Enamul Hafiz Latifee writes,
Public Health Scenario: The tally of COVID-19 positive cases has surged to 1,62,417 on 05 July 2020, while total death counts have mounted to 2052 and total 72625 have recovered.
As of 05 July 2020, 21:21 Bangladesh Time, 534,861 have died so far from the COVID-19 outbreak and there are 11,448,554 currently confirmed cases in 212 countries and territories, according to Worldometer, a reference website that provides counters and real-time statistics for diverse topics.
Export Earnings: The World Trade Organisation (WTO) forecasted that global trade is likely to shrink by 13 to 20 percent in 2020. The country’s export earnings fell by 16.93 percent to $33.67 billion in the just-concluded fiscal year 2019-20. The drop was a result of the impact of coronavirus during last quarter. The country fetched $40.53 billion in fiscal year 2018-19.

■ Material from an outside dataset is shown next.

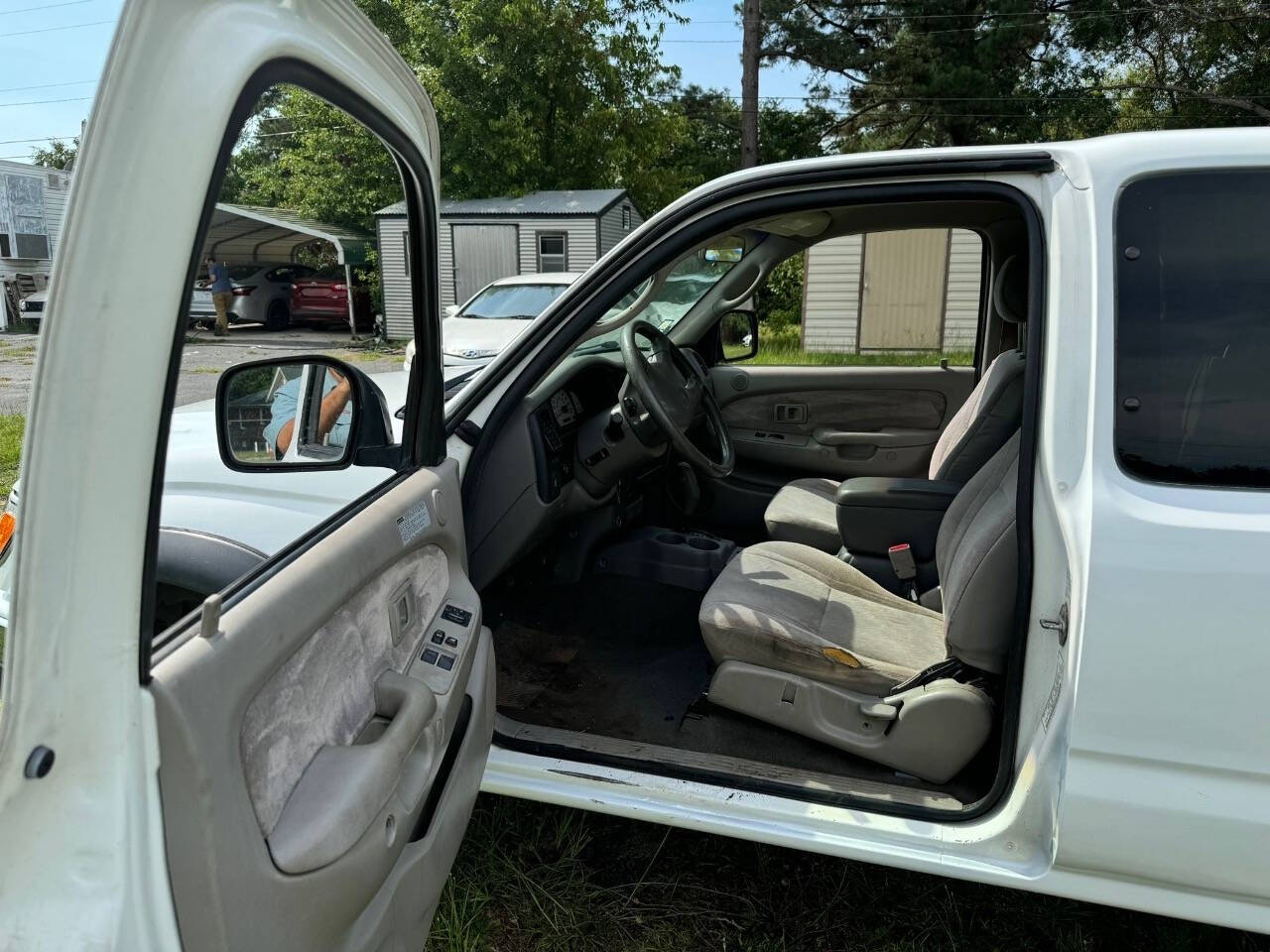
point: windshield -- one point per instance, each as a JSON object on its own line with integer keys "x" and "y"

In June 2020, export earnings stood at $2.71 billion, showing a 2.50 percent decline compared to the corresponding month of the previous fiscal year. The growth in export heavily depends on the improvement of COVID-19 situation across the export destinations.
Size of the Economy: The International Monetary Fund (IMF) forecasted that the global economy will shrink by 3 percent in 2020, while the World Bank made a forecast that the GDP growth in the South Asia region would merely be in the range of 1.8 to 2.8 percent.
Due to the fall in exports and lower than expected growth in remittances as a result of long and sustained worldwide lockdowns arising from the impact of COVID-19, the GDP growth rate of the current fiscal year of Bangladesh has been revised downward at 5.2 percent.
Socioeconomic condition: Bangladesh is one of the high-risk countries of the COVID-19 pandemic and its consequent losses. It is the world’s most densely populated and impoverished country. Although the country’s recent economic growth has been outstanding, in the fiscal year 2018–2019, 20.5 percent of the population lived under the national poverty line, and 10.5 percent are in extreme poverty, according to the latest government announcement.
There is a significant possibility that economic stagnation would push a large number of families back into poverty, a situation which Bangladesh has taken great pains to get out of during the past few decades. The export earning has the largest contribution to the GDP of Bangladesh, but fashion companies all over the world have already canceled or put on hold $3.15 billion-worth in orders from the country’s garment factories.
Simulations run by South Asian Network on Economic Modeling (SANEM) reveal that with a negative income shock of 25 percent, the overall poverty rate will be 40.9 percent. It means another 20.4 percent population may fall into poverty, sweeping away years of achievements in poverty alleviation.